Nerde kaldı ki Püsküllü, bu iğrenç katil haramını, ülulazîm bir peygambere bile bulaştırmış bulunmaktadır!

11–Ülülazîm (En büyük) Peygamberlerin 3.sü olan Mûsâ Aleyhisselâm Efendimiz Hazretleri’nin, aslâ öldürmek kastedmediği hâlde bir adama TOKAT atdığı ve fakat adamın öldüğü bir vâkıadır.  Mûmâileyhin (şerîatçı ve târihçi geçinenin) dilinde bu aynen: “Mûsâ Aleyhisselâm KÂTİL oldu” şeklinde hükme bağlanıyor ki, o üçüncü en büyük Peygambere böyle pek ağır (GÜNÂH-I KEBÂİRDEN) bir suç ve (haram fiil) isnâdı, DEHŞETLİ VE KORKUNÇ bir iftirâdır… Ve bütün Peygamberân-ı Izâm Hazerâtında bulunduğuna îmân ŞART olan 5 sıfatdan biri bulunan İSMET sıfatı ile de bu, aslâ ve sûret-i kat’iyyede kâbil-i te’lîf edilemez…

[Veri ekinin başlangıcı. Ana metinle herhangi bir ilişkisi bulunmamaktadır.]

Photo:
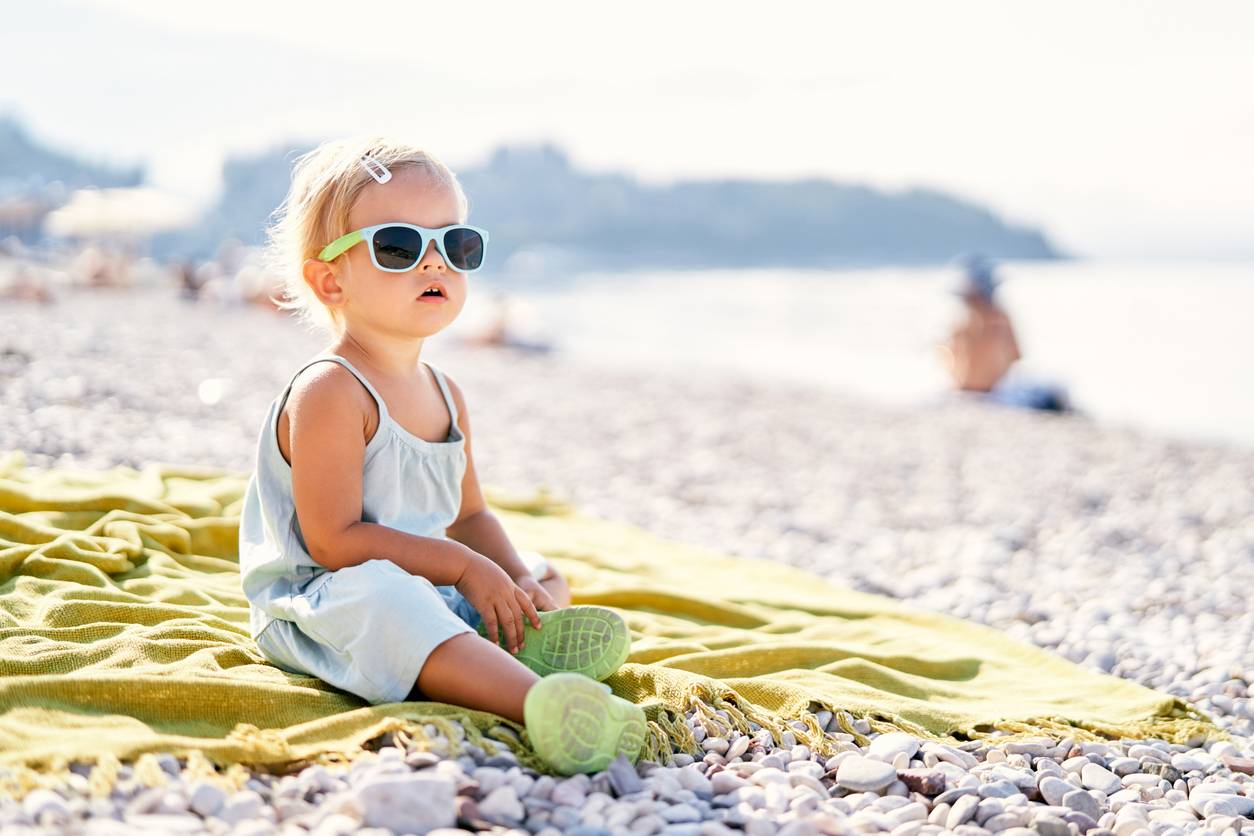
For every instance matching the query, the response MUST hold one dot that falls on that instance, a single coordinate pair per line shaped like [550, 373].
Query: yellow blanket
[123, 631]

Yüzbin küsûr şu kadar bin enbiyâdan (Aleyhimüsselâm’dan) en son derecedeki bir Peygambere varıncaya kadar, HİÇBİR Peygamberlere îmânın 5 şartından biri olan İSMET sıfatının nakîzi bir fiil veya kavil ve meselâ KÂTİL OLMAK gibi değil cürm-i azîm bir  HARAM; en küçücük bir haram (günâh) dahî, ÖMÜRLERİ BOYUNCA sûret-i kat’iyyede isnâd edilemez… Aksi hâlde bu, Peygamberlere îmânı nefy ü ref’ ve nakz ü ibtâl eden KÜFRE müeddî pek büyük bir cinâyet olur… Kelâm-ı Kadîm’de ismi geçen veya geçmiyen kaç bin peygamber (salâvâtullahi ve selâmuhû aleyhim ecmaîn) gelmişse, bunların bir eksiksiz hepsinin tebliğ buyurduğu DÎN, İSLÂM olub; hepsinin ŞERÎATLARINDA da, katli müstahik olmıyan birisinin nâhakk yere katli, MUTLAK olarak büyük bir haram kılınmış, cerâim-i azîmeden addedilerek mutlaka ve kat’iyyen yasaklanmışdır…

Ecdâdımız Osmanlı, ba’zı târihlerinde bu azîm cürm ü haramı ve Şerîat’dan nice mes’elede uzaklaşmayı aşağılık duygularına (nefsine), haçlılara (iç hâinlere, inse ve iblise) kapılarak, dînine ve soyuna ihânet çapında irtikâb etmiş; ve maatteessüf bunun getireceği belâ, musîbet, tedennî, izmihlâl, ihtilâl, esâret, azâb ve vebâlden de kurtulamamışdır. Böylece de, dünyâdaki en büyük seâdet olan KENDİ DEVLETİNDE şer’î hürriyet ve istiklâl  sâhibi olarakYAŞAMAK Nİ’METİNİ hem kendisine hem de milletine kaybetdirmişdir… Ni’meti veren Allâh Azze ve Celle, ŞÜKREDİLMİYEN ni’meti, sünnetullâh îcâbı olarak geri alacağını, Âdem Aleyhisselâm’dan beri gönderdiği peygamberleri ile insanlığa beyân buyurmuşdur.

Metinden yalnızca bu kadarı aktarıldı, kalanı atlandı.